Катя сбросила одеяло и вскочила. Она подхватила мальчика и закружила его по комнате.
— Значит, белки разбудили моего козленка? Не дают ему поспать?
— Они завтракать хотят! Пойдем же!
Катя открыла окно и высунула голову наружу. Вот тебе и Америка! Малиновая черепица крыши отливала насыщенным цветом сиропа. Подсвеченные солнцем янтарные стволы сосен хвастливо тянули вверх, свои прямые стройные тела. Они были огромны, как, впрочем, и все в Америке. Орава белок шныряла по крыше, дожидаясь кормежки. За домом ровно жужжала газонокосилка — Виталька ровнял и без того ровное поле травы. Даже не верилось, что где-то есть деловая часть города, с ее нервным ритмом и суетным шумом. Катя протянула руки и зевнула. Белки беззастенчиво выстроились рыже-серой ровной шеренгой. Шурик отвинтил красную крышечку и зачерпнул пригоршню кукурузы. Мать и сын с восторгом наблюдали, как белки хватают лакомство крошечными коготками и прячут за щеки.
Покормив белок и умывшись, они спустились вниз, где в огромной кухне-столовой уже хозяйничала Даша. Она затеяла пироги, и по кухне плавал аппетитный запах начинки.
— Дашка, ты неисправима. Снова стряпаешь? Филипп решит, что у тебя узкие интересы.
Здесь, похоже, никто не проводит на кухне столько времени, сколько ты.
— Это уж точно! — отозвалась Даша и, усадив племянника за стол, налила молока в чашку с кукурузными хлопьями.
— Лопай, племянник, американские завтраки. Бабушка в России тебя задавит кашами — она не позволит, чтобы ее внук полуфабрикатами питался.

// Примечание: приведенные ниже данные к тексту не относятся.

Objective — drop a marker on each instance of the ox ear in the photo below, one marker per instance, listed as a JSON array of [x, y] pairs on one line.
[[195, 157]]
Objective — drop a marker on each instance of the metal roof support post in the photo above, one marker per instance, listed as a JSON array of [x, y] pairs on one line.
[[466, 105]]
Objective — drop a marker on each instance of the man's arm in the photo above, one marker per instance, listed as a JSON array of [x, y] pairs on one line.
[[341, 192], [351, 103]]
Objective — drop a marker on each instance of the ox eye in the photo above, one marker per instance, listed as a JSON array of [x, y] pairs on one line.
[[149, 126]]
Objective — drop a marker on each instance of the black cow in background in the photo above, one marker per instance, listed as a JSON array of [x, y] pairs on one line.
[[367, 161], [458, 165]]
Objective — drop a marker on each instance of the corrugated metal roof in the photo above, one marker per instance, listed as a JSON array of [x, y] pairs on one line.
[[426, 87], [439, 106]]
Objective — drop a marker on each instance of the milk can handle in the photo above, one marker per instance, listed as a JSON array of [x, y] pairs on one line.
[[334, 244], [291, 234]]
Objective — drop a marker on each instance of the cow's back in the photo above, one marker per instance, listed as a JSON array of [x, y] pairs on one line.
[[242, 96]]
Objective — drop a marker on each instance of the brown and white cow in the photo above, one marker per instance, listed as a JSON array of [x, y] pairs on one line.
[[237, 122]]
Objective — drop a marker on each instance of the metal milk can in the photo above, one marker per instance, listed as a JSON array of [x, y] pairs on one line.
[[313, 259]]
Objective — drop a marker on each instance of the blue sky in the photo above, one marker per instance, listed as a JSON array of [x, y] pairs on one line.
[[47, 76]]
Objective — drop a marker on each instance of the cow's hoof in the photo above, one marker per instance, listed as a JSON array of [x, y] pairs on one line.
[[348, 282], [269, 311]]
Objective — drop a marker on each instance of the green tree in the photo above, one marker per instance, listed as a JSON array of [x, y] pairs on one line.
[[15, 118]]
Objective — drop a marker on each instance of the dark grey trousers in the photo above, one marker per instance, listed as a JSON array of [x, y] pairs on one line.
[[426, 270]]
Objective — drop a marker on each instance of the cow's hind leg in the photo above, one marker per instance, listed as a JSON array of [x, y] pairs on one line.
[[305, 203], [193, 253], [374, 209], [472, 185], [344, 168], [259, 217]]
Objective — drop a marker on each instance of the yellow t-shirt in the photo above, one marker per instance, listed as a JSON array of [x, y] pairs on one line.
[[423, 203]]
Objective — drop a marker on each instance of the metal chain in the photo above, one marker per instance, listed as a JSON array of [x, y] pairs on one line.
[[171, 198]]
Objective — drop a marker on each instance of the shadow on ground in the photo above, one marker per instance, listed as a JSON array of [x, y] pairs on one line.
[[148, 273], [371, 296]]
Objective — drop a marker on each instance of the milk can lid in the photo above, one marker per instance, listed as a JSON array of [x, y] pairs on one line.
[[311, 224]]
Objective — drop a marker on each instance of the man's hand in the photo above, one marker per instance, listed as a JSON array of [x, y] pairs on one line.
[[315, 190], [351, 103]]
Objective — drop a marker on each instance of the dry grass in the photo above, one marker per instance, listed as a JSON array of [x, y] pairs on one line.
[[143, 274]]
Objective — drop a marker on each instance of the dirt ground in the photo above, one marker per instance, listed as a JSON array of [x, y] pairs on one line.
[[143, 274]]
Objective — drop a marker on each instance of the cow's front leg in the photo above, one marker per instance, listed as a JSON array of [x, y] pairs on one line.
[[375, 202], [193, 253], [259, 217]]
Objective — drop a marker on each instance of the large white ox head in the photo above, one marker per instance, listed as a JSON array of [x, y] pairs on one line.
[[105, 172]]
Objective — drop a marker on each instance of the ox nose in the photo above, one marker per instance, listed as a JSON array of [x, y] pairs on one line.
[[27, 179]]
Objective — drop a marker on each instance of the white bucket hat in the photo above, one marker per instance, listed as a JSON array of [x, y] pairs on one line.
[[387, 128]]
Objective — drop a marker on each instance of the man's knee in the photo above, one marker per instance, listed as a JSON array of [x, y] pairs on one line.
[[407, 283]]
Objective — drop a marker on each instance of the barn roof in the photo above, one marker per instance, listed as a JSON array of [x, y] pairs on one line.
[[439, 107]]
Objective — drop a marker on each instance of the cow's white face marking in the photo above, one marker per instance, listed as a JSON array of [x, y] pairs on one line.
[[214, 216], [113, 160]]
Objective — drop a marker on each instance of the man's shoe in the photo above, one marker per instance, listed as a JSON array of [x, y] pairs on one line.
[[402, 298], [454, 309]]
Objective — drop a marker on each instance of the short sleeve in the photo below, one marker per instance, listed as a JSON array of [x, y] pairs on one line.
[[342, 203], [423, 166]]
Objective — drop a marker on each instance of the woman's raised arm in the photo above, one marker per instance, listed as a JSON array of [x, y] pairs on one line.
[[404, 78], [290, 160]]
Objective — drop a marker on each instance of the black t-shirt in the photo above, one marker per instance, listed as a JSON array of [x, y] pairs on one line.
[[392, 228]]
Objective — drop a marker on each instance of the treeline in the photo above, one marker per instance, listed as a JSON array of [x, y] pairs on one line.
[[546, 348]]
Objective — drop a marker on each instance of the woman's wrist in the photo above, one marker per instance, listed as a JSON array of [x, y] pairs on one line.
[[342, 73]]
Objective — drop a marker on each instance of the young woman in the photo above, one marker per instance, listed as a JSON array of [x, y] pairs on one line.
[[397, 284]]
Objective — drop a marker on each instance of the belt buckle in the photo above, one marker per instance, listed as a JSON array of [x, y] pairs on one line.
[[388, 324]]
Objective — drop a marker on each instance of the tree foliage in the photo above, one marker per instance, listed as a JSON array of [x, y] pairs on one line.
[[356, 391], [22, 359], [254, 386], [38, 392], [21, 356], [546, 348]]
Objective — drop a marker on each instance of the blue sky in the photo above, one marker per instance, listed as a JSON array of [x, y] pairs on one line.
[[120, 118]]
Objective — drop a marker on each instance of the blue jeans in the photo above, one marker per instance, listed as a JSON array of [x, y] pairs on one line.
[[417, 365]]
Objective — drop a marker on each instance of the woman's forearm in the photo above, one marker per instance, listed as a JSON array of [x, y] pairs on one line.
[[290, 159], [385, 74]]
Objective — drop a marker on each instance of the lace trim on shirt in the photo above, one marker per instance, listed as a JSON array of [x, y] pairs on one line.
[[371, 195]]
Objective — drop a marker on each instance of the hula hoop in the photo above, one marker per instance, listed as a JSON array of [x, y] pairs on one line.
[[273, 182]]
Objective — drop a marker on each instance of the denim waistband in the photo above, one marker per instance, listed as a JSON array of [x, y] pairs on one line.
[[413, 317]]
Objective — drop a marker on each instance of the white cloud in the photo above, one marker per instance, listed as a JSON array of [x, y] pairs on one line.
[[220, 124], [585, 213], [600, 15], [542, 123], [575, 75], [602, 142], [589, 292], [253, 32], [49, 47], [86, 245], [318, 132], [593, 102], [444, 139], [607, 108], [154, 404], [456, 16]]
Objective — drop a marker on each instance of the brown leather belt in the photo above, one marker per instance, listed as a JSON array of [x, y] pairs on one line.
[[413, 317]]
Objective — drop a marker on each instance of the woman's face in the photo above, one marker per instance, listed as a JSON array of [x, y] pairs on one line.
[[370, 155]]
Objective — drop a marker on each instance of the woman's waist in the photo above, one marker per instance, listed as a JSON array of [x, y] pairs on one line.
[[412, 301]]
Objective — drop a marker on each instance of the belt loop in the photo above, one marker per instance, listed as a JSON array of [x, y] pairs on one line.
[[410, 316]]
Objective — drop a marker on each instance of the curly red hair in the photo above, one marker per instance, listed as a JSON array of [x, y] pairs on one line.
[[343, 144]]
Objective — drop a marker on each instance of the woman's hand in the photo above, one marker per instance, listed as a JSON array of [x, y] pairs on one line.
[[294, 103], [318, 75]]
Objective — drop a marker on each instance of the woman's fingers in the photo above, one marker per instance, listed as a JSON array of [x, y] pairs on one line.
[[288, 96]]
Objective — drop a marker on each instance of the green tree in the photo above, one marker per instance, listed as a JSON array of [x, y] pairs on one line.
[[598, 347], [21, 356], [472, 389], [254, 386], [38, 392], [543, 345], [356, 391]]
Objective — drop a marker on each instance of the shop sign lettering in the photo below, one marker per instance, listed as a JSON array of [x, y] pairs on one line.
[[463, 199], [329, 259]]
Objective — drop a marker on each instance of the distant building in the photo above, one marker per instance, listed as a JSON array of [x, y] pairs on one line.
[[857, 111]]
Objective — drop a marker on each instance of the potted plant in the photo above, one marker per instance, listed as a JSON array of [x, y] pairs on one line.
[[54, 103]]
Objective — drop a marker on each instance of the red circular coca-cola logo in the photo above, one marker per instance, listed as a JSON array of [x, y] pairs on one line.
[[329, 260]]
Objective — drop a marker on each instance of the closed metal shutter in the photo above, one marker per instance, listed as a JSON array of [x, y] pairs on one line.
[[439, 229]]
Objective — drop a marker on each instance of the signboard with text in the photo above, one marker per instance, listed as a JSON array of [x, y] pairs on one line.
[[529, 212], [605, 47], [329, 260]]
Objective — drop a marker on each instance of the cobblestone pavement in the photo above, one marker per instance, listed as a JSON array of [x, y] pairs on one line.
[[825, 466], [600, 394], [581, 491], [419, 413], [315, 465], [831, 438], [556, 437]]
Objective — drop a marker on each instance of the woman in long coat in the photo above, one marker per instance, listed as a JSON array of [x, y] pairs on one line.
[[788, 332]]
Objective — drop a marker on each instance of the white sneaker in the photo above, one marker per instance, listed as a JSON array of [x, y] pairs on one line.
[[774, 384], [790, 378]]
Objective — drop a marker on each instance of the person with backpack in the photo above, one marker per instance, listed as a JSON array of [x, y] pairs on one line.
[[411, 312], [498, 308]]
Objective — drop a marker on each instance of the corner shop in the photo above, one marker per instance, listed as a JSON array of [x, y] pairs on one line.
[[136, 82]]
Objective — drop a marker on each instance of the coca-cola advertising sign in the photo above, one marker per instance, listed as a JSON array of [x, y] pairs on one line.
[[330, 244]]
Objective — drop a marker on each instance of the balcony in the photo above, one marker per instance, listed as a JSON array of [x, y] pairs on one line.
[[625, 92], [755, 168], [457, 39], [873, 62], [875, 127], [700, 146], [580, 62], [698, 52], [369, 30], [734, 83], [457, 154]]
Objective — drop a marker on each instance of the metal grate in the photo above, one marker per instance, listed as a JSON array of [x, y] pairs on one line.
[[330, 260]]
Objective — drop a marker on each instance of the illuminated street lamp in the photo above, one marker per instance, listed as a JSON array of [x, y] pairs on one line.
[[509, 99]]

Сестры встретились взглядами, и разговор оборвался. Воспоминание о скорой разлуке положило тень на большой белый стол.
Катя сделала себе бутерброд и села напротив сына. Отхлебывая кофе, она наблюдала, с каким аппетитом малыш уплетает свои хлопья. За несколько месяцев, прошедших после операции, мальчик заметно окреп — щеки порозовели, и глаза приобрели блеск, свойственный любому здоровому ребенку.
Катя все еще боялась делиться своими наблюдениями с сестрой. А может, она выдает желаемое за действительное?
Но Даша и сама не оставила этот факт без внимания. Едва мальчик вылез из-за стола и убежал гулять с Аней и Виталькой, она отметила:
— Похоже, лечение дает результаты… Глядя на него, иногда забываю, что он перенес такую сложную операцию.
— Сплюнь, Даш, сглазишь!
Сестры поплевали и постучали по дереву. Несколько минут Катя наблюдала в окно, как дети гоняют по ровно подстриженной траве Виталькины мячи.